Thick, yellow toenails left so long they split and crumble.
Nails so misshapen they dig into the skin, causing infections.

Or, in the most severe cases, curling into what we call ‘ram’s horns’ that need to be removed entirely.
As a podiatrist of many years, I’ve seen it all.
These conditions are often dismissed as minor inconveniences, but they can have profound effects on a person’s quality of life.
For many, the embarrassment of unsightly toes leads to self-isolation, while others endure chronic pain that limits mobility and increases the risk of serious infections.
The reality is that these issues are far more common than most people realize, yet they are often ignored until they become unmanageable.
At best, these ailments can look unsightly.

But at worst, thickened or damaged toenails can be agonising, limit mobility, and trigger dangerous infections.
Studies suggest up to 8 per cent of younger adults are affected—rising to as many as one in five over-60s.
By the time many people come to see me in my clinics, the problem has been left so long that every nail is thickened, brittle, or misshapen.
They often arrive having tried everything at home, from tea tree oil to pharmacy remedies, but with little success.
The truth is, things don’t have to get this bad.
Some cases are caused by fungal infections, which can be treated.
Others simply stem from years of ill-fitting shoes.
Whatever the cause, the key is to get assessed by a podiatrist or GP early, before it worsens or masks another health issue.
As with so many medical complaints, early intervention makes all the difference.
Repeated small bumps to the nail can cause it to thicken at the root—a condition called onychauxis.
Sometimes this is the result of an accident, but more often it comes down to footwear.
Shoes that are too small, narrow, or laced too loosely can make toenails bash constantly against the shoe.
After years, nails can become permanently thickened by the repeated pressure.
The fix?
Make sure your shoes fit properly, with plenty of space in the toe box, and lace them tightly enough to stop your foot sliding forward.

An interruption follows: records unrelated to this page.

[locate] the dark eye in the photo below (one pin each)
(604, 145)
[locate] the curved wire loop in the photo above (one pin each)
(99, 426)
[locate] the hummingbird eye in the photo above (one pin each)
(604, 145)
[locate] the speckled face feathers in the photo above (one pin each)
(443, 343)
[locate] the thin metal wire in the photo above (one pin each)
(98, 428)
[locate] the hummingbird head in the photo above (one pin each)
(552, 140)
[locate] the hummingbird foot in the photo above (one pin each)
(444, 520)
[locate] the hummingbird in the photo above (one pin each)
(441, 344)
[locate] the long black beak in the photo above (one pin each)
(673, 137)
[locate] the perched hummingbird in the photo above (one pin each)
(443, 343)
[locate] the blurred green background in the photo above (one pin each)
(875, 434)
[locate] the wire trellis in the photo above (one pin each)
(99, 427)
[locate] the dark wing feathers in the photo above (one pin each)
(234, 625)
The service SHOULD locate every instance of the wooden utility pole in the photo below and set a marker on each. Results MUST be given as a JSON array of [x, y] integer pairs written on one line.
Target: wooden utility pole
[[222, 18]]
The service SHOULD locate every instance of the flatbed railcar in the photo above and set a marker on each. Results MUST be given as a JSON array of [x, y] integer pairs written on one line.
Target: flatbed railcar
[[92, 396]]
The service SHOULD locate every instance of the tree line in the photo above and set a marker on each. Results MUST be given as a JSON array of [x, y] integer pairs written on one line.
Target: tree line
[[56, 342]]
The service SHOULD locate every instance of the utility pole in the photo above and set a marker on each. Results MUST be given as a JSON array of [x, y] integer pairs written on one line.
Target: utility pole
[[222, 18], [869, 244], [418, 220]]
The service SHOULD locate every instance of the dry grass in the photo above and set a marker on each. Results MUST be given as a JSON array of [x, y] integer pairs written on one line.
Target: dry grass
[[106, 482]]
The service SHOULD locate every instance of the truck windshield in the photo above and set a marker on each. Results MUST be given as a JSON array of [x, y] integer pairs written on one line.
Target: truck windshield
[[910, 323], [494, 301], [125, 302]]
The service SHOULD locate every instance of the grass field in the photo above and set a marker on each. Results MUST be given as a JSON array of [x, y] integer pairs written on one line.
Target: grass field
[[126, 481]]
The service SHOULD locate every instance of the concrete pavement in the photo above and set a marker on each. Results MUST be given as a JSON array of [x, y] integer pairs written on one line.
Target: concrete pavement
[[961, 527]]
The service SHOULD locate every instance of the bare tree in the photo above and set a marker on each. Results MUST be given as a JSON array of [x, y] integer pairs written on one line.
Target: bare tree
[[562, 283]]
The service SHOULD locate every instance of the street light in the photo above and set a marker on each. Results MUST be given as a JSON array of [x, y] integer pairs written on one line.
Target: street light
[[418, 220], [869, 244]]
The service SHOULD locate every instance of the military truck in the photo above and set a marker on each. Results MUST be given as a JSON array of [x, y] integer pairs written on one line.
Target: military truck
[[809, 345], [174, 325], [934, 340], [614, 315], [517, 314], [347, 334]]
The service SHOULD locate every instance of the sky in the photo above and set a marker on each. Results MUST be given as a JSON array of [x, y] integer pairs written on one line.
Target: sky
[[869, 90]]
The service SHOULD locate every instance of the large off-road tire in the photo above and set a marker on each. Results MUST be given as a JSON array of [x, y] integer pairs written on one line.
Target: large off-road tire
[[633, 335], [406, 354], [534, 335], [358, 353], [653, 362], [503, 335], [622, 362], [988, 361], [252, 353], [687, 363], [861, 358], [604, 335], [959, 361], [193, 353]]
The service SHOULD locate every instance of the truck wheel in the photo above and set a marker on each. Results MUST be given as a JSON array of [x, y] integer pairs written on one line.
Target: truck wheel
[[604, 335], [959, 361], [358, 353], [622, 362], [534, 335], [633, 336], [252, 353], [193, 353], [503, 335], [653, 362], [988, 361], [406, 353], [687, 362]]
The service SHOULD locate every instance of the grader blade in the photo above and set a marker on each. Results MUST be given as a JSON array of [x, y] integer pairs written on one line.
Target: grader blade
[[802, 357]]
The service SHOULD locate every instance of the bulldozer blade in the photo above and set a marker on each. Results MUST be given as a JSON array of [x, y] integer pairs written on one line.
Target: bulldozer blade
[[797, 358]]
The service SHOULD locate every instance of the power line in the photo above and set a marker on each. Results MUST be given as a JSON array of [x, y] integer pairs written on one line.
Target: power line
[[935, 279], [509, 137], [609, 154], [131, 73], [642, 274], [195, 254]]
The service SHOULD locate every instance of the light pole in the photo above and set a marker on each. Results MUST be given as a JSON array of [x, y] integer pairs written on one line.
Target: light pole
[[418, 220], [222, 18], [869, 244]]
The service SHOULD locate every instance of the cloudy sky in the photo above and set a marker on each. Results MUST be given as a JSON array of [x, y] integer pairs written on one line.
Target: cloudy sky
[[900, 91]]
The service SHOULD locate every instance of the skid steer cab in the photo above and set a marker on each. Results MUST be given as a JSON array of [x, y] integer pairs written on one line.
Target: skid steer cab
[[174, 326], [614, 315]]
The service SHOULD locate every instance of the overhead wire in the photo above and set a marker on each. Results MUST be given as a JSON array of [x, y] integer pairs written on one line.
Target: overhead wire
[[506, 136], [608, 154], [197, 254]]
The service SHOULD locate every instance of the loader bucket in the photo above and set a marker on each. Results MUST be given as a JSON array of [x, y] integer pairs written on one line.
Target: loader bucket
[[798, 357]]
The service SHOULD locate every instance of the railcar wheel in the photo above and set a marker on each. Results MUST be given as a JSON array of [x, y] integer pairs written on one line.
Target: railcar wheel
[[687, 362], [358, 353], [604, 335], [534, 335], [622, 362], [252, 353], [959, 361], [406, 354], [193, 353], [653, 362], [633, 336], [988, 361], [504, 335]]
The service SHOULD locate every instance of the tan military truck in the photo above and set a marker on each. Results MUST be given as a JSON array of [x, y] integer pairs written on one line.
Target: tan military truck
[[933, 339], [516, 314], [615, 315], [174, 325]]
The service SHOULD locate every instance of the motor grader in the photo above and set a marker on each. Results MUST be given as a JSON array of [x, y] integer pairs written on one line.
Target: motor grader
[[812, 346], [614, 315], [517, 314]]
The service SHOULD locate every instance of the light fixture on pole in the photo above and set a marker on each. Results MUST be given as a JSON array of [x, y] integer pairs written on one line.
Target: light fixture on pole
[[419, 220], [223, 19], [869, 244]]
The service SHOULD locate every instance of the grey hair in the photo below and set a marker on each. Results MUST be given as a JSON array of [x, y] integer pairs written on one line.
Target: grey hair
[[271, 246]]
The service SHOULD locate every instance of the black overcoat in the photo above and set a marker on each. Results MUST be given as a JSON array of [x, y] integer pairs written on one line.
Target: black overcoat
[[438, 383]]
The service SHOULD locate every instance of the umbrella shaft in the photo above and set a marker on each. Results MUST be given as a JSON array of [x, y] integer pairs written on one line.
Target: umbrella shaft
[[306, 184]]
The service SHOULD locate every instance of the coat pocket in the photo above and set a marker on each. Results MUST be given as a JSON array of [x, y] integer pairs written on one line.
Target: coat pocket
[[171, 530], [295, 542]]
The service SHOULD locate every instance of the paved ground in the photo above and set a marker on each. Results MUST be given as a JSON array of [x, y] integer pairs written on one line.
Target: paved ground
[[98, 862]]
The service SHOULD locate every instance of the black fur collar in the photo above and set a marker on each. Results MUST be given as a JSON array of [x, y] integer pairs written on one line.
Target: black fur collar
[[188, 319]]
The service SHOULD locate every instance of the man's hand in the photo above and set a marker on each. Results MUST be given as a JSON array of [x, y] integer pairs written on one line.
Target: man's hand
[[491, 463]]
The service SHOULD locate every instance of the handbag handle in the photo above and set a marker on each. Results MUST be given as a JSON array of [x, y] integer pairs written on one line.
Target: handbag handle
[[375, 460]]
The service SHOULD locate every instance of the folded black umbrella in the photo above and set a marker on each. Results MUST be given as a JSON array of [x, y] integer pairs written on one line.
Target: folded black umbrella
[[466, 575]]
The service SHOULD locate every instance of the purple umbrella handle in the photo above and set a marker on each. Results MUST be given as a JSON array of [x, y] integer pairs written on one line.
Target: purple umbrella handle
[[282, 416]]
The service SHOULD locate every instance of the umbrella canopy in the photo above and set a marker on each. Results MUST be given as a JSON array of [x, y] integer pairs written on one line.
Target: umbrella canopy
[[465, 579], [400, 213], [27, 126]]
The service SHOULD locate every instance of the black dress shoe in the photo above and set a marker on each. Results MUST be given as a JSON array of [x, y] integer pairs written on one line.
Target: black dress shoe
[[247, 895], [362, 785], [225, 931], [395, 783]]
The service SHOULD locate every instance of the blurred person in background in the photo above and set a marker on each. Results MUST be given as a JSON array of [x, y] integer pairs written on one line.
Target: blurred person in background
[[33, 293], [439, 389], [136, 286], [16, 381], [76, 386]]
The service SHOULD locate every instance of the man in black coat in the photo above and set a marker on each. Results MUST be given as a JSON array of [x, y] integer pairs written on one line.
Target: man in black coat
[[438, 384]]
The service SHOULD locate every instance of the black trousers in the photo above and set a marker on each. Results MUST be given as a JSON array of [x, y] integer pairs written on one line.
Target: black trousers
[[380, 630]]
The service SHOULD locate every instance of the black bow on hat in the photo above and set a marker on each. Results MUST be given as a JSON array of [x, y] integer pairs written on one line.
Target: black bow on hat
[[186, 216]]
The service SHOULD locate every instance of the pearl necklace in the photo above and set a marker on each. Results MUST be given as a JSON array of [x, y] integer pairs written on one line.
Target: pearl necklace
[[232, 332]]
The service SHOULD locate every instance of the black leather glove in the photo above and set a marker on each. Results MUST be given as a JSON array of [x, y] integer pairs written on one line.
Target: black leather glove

If you’re a runner, invest in a professional fitting—many sports shops now offer free gait analysis to help find the right pair.
Once nails have thickened due to trauma, there’s no medication that can reverse it.
But that doesn’t mean you’re stuck with them.
A podiatrist can reduce the thickness with a drill, though it usually needs repeating.
At home, keep your nails short—they should never reach the tip of your toe or they’ll bang against your shoes.
Once a week, use an emery board to smooth the edges and file down flat to remove some of the bulk.
Do you have any of these conditions?
Soak your feet first in warm salty water to soften the nails and flush out dust.
Done regularly, this simple routine can help prevent further thickening, reduce the risk of infection, and keep your feet looking and feeling healthy.
In severe cases, a toenail can grow so thick and twisted it resembles a ram’s horn.
Known medically as onychogryphosis, it turns the nail a yellow-brown colour.
As the nail curls and hardens, it becomes near impossible to cut.
If it digs into the skin, it can be excruciating and prone to infection.
While regular filing or drilling can manage the thickness, the definitive treatment is removal.
Under a local anaesthetic, a podiatrist can take the nail off completely and chemically destroy the root.
Otherwise, it would simply return in the same deformed state.
One in 20 Britons live with an ingrown toenail, but for some, the pain is far worse than for others.
When part of the nail pierces the skin, not only can this be uncomfortable but it also raises the infection risk.
A growing public health concern is emerging from the quiet corners of home care: ingrown toenails and the fungal infections that often accompany them.
As experts warn, the problem is not just about discomfort but a potential gateway to more severe complications, particularly for older adults.
Steven Thomas, a leading podiatrist, has sounded the alarm, stating that poor cutting techniques are the primary culprit behind recurring ingrown toenails.
When toenails are trimmed unevenly, leaving a sharp spike along the side, the risk of puncturing the skin increases dramatically.
For the elderly, this risk is compounded by the natural thickening of nails with age, which makes them harder to cut and more prone to digging into the surrounding skin.
The consequences of neglecting this issue can be dire.
Once a nail has thickened due to trauma or infection, there is no known medication to reverse the damage.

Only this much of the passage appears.